Initiated by London's immigration population, it is bringing people together again
29th August 2011: Initiated by London's immigration population from the Caribbean, particularly from Trinidad, London's colourful Notting Hill Carnival is bringing the people together again.
Much has been said about immigration, and its aftereffects. It leads to unemployment, puts pressure on the education system and health system, takes the houses away from the locals and leads to social tensions….
But, the festival once again has showed that the immigrants can and have weaved themselves in the social fabric and are an integral part of the society. It also shows that immigration is not a taboo anymore and how much the natives enjoy assimilating the foreign concepts and culture.
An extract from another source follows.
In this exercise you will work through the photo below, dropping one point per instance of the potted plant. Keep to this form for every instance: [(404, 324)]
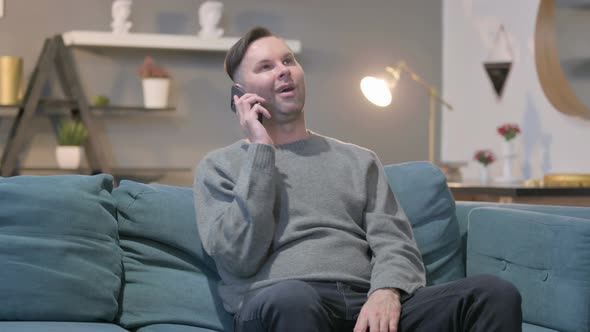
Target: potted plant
[(155, 82), (71, 135)]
Held since 1966, the carnival was to begin with just a local affair for west London's nostalgic Caribbean community. But over the years the festival has evolved into Europe's biggest street party.
Back in the 1950s and 60s, the black immigrants were encountering unsympathetic racism. To make the matters worse, there were limited job opportunities.
Even the housing conditions were poor, to say the least. They then decided to come out with a festival in the style so identical with the Caribbean. The idea was to bring people together after the race riots of the 1950's.
It began as a small party. But now has up to two million revelers every August Bank Holiday weekend.
Carnival sets London on fire in a blaze of Caribbean spirit as extravagantly costumed dancers, calypso and soca musicians, giant sound systems and steel bands are joined by over a million revelers of all ages.
This year, the festival brought to an end the apprehensions of Europe's biggest street festival being ruined by a replicate of devastating riots earlier this month..
The extravaganza is expected to draws up to 1 million revelers out onto the west London streets to watch troupes of dancers in exotic costumes perform on floats as powerful sound systems pump out music.